I’m not claiming that Carole Gwilt is a Mahatma Gandhi or Martin Luther King; but she is placing herself among those remarkable people, like Henry Morgentaler, who say to the laws: ‘I’m not a revolutionary, and I don’t think I fit most Canadian’s notion of a criminal, but this law is so bad that if you insist on enforcing it you will have to throw people like me in jail.’

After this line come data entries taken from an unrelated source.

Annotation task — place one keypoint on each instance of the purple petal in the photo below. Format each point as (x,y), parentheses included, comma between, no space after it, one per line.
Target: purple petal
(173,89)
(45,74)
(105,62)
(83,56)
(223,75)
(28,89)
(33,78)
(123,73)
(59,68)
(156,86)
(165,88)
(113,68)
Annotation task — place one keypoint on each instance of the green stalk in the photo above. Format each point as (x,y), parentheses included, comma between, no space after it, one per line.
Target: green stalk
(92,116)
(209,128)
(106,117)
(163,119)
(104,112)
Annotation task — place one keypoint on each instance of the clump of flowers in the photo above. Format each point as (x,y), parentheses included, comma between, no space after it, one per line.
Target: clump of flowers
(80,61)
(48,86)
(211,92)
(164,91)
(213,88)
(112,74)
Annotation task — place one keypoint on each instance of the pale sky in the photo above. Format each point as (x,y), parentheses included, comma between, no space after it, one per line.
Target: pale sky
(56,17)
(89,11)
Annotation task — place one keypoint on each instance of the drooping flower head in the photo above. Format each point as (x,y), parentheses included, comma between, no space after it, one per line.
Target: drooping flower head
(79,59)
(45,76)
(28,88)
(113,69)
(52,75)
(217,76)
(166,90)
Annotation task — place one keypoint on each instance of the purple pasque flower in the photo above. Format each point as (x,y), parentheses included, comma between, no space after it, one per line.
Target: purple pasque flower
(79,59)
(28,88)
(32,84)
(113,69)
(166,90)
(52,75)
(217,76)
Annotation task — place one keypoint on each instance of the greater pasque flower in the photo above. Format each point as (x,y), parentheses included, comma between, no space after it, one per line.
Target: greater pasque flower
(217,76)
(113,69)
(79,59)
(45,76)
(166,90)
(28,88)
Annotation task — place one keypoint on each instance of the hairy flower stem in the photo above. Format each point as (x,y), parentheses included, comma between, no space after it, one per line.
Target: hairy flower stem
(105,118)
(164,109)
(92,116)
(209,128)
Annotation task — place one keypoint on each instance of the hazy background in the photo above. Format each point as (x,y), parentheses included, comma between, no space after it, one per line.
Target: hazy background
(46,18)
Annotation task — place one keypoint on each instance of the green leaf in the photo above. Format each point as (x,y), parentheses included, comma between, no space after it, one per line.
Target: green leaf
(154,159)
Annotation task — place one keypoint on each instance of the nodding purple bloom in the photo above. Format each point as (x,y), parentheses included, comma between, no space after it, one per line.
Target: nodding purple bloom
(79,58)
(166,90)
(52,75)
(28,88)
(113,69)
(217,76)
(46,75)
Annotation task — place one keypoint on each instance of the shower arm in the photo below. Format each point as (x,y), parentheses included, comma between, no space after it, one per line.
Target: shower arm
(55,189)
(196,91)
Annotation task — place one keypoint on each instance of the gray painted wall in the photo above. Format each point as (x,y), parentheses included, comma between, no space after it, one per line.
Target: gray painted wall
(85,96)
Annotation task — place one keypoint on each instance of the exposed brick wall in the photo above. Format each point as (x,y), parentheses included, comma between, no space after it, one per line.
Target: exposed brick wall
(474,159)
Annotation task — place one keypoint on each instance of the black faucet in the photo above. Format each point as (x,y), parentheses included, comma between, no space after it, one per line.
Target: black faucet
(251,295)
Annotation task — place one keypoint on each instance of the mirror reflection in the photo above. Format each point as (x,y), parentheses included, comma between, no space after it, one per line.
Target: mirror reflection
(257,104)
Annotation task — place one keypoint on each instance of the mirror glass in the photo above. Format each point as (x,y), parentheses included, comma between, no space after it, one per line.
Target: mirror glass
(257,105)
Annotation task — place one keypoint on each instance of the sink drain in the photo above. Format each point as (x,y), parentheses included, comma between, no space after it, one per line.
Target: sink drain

Her plea should capture our attention, it should wake us up to the fact that these laws are hurting our community and our citizens, and it should determine us to support those who are fighting in our legislatures and courts for a saner approach to the sale and use of marijuana.

It will be a long struggle for Gwilt, who has been out on parole, off and on, for many months. When I asked her lawyer, Jason Gratl, what interested and concerned persons might do to help, he suggested that they join the BC Civil Liberties Association (604-687-2919 or info@bccla.org), because it is the BCCLA that he looks to for long term support as this case winds its joyless way through the courts.

John Dixon is vice-president of the BC Civil Liberties Association and has served twice as president of the BC Civil Liberties Association. For two years he was senior policy advisor to the Deputy Minister of Justice and Attorney General for Canada. He is in a recovery program for past marijuana users that builds on a foundation of single malt scotch.